John Pawson on the Box Brownie

My father loved cameras and taking photographs. When I was a child in the late 1950s and early 1960s, he had a Rolleiflex and a Leica. He eventually sold the Leica to send us to school, which shows how much they cost. But I think my sisters had the camera I love most: the Box Brownie.

The original Brownie was designed by Frank A. Brownell for Eastman Kodak in 1900. It is a beautifully simple object, with everything you need and nothing you don’t. It’s just a box with a hole in the front. That made it approachable, usable and appealing to everyone. It was taken to children’s birthday parties, it was taken to war and it showed that you don’t need a complicated camera to take a great picture. As a design that had a democratising effect on photography, it is a direct ancestor of the iPhone.
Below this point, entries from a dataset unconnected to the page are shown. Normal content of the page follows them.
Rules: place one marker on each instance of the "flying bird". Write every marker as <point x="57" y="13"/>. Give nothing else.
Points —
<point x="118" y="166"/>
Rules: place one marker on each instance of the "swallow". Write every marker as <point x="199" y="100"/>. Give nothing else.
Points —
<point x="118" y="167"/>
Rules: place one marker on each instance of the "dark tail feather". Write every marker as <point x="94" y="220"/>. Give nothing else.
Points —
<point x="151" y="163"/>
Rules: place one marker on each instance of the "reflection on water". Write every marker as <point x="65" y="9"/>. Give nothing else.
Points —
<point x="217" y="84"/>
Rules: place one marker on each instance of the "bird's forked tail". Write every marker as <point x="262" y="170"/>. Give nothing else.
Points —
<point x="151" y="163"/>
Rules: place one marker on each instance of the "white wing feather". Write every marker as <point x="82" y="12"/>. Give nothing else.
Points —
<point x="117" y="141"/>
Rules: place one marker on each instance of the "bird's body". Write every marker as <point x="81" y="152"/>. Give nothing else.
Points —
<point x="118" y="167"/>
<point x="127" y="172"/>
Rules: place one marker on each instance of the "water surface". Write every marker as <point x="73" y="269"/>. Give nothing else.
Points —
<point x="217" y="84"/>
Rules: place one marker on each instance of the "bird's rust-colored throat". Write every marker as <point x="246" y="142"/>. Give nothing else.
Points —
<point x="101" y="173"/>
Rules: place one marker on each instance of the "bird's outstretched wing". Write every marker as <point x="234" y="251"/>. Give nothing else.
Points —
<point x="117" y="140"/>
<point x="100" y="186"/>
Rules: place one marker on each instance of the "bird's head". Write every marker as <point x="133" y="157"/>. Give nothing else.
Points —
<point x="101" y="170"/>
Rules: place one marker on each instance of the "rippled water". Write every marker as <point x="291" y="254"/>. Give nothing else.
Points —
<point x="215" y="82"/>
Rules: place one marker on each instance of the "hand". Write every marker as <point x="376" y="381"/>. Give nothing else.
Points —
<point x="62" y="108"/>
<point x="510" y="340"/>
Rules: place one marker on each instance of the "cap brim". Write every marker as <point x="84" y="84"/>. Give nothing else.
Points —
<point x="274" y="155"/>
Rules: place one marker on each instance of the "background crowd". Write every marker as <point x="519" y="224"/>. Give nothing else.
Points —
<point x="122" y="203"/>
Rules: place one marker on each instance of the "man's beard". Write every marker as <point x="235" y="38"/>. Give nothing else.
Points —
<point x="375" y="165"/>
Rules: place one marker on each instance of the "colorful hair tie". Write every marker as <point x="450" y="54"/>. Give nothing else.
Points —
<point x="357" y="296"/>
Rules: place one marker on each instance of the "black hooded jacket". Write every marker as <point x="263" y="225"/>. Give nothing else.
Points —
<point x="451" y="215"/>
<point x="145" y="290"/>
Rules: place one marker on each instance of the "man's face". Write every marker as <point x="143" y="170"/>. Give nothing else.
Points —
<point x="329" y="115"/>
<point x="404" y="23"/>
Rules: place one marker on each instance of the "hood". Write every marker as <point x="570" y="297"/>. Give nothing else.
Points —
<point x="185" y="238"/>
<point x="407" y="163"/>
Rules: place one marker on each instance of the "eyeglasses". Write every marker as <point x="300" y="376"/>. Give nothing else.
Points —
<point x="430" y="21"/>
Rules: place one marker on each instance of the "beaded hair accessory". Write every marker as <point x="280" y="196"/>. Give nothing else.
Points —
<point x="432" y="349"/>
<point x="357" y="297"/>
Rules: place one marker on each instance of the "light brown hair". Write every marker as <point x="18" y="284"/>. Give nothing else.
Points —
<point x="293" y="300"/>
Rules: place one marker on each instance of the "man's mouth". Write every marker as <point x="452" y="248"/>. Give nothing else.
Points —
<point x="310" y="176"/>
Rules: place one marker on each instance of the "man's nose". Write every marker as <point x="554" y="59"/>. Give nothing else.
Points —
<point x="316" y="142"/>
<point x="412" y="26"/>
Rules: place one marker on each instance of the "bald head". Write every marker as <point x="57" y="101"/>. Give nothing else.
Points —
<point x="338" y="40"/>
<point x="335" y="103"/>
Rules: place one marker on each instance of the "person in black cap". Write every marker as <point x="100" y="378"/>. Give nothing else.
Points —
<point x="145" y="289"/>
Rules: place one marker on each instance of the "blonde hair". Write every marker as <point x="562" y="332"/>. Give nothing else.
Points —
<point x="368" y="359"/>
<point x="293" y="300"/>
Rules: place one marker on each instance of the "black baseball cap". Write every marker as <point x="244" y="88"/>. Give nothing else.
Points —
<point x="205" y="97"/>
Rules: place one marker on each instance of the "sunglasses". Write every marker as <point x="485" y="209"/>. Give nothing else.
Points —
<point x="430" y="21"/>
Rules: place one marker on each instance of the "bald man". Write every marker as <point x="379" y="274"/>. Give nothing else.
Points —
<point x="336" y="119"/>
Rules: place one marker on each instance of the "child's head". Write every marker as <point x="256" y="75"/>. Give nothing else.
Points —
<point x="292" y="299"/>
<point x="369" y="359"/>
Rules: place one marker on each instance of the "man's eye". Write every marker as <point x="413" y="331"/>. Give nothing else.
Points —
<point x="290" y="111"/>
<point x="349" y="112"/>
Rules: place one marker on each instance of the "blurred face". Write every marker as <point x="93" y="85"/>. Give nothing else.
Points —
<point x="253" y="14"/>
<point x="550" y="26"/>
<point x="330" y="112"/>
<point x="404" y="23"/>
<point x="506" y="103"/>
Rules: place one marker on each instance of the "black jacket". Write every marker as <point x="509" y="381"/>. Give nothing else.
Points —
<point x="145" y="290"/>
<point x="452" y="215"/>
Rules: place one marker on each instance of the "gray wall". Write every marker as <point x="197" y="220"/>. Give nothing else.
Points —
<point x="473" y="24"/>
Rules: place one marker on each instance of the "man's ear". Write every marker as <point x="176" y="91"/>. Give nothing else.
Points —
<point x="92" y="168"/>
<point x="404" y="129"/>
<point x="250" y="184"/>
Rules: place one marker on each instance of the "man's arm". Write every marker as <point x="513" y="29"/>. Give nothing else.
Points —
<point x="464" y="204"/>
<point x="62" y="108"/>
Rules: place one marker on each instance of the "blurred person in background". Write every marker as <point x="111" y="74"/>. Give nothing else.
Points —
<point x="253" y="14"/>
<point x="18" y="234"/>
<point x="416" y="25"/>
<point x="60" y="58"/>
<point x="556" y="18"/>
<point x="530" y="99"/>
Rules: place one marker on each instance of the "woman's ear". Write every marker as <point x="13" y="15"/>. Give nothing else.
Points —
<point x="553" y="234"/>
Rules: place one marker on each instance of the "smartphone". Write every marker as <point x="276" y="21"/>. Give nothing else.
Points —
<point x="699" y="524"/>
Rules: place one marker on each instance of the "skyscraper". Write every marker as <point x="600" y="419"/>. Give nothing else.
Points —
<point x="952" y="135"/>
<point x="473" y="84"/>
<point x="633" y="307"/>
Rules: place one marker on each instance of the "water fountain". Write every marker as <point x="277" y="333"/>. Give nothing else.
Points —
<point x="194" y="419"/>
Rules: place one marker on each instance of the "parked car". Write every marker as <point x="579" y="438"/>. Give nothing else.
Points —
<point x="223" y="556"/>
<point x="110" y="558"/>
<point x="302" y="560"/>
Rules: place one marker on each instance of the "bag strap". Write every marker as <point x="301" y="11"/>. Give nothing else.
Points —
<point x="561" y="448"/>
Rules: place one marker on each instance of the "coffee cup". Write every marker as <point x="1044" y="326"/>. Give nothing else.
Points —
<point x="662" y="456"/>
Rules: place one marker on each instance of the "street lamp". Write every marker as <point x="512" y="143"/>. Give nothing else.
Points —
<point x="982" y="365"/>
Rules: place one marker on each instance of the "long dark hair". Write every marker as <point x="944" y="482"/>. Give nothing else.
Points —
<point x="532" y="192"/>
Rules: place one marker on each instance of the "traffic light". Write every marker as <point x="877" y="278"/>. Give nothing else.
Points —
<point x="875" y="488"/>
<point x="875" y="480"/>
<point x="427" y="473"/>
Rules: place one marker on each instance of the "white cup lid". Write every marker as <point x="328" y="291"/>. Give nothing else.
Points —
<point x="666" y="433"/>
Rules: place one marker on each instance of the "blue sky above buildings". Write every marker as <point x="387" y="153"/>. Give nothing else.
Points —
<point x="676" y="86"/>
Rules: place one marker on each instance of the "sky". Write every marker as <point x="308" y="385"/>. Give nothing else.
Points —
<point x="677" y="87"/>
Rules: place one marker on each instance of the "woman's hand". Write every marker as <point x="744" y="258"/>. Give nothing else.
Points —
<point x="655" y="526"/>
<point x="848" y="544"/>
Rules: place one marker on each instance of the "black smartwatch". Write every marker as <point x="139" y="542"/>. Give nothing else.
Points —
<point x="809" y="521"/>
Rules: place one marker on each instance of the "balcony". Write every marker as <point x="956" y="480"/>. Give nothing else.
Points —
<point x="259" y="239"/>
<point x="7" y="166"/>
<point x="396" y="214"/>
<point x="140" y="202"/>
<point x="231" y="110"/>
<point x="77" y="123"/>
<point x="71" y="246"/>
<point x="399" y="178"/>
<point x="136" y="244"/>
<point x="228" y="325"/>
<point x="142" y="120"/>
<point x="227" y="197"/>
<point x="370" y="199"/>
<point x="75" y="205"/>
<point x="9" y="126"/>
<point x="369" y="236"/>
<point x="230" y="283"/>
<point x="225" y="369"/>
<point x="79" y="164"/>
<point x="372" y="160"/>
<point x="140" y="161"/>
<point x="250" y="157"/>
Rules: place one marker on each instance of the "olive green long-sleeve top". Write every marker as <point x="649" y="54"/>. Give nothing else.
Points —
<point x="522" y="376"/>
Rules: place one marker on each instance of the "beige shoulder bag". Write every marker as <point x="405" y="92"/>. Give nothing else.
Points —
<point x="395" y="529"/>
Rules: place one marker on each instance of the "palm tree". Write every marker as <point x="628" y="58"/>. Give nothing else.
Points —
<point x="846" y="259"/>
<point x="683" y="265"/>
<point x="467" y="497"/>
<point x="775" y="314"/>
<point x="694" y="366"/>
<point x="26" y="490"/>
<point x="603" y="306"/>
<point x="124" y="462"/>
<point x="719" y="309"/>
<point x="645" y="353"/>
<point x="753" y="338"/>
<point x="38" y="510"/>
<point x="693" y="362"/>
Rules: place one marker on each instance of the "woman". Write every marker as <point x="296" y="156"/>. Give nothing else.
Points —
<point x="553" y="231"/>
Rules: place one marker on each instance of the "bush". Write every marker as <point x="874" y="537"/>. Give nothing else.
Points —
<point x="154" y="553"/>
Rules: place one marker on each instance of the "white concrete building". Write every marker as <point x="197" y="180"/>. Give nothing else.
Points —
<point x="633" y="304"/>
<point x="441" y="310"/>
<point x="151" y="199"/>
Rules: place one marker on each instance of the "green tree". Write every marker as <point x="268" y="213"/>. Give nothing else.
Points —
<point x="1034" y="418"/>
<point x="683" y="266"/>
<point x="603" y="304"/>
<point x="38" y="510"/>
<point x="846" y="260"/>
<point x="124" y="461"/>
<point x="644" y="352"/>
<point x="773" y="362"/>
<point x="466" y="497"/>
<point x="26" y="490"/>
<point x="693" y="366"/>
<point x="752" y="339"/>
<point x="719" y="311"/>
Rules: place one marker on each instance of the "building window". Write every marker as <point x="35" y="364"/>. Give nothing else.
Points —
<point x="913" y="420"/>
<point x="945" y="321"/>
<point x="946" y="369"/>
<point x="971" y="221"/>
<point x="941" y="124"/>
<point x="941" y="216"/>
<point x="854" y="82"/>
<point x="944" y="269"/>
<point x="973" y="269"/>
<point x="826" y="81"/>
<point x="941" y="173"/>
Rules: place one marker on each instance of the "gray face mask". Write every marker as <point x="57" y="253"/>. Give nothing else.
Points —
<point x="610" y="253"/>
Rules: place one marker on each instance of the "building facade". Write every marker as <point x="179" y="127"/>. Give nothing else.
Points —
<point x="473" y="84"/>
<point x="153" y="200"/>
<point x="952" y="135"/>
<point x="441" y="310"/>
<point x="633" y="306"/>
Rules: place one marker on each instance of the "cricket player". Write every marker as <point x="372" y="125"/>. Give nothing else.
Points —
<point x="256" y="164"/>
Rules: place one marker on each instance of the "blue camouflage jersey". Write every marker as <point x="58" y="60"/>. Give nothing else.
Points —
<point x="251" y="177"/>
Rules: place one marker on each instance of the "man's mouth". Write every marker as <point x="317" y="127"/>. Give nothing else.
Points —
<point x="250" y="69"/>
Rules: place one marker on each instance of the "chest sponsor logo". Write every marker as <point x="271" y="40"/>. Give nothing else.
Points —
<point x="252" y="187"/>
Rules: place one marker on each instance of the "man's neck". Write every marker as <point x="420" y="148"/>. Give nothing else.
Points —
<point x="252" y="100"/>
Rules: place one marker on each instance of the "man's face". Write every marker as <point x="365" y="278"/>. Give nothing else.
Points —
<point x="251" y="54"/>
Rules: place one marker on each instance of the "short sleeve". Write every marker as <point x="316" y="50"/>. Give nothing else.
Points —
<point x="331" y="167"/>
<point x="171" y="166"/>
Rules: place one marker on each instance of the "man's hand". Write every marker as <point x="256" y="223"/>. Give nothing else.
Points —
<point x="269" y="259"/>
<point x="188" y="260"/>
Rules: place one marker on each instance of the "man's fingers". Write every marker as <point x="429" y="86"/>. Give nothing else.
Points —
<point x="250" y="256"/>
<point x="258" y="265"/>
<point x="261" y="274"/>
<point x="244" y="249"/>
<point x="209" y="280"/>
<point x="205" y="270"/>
I’ve always liked to have clarity in my work, stripping things down so that they cannot be improved by adding or taking away. When I’m designing a room, I have a set of tools to play with: light, materials, scale and proportion. The Box Brownie looks to me like the perfect room seen from the outside, its apertures the only windows you would need. That’s why I like agricultural barns – because they’re not big on windows. I love a wall.

Photography is also important to my work. I take photographs the way other people write journals or keep sketchbooks, and since last April I’ve been posting an image to Instagram every day. I have a vast archive of images which I regard as an invaluable design tool. You never know when a picture of a particular concrete texture on a building in Sweden might be just what you need to convey an idea to a client or colleague.

John Pawson ’s work as an architect and designer ranges from houses and museums to yacht interiors and ballet sets. He was talking to Simon Willis

Once, I even sent a camera to a client for whom I’d designed a house in Tokyo and asked her to keep a visual diary of her home. For a number of months, she sent me one photograph a day of whatever caught her attention in the building. It was fascinating to see the space from her point of view. Another, whose apartment in New York overlooks the Hudson, did the same. It’s a way of understanding the implications of every design decision.

A few years ago I was asked to make a temporary work for St Paul’s Cathedral. I designed an optical device to sit at the foot of Christopher Wren’s spiral staircase, the Geometric Stair, built in 1705. The piece I made incorporated the largest concave meniscus lens ever made by Swarovski, and allowed visitors to see Wren’s structure in much more detail than with the naked eye. It was, like the Box Brownie, a way of enriching the experience of looking.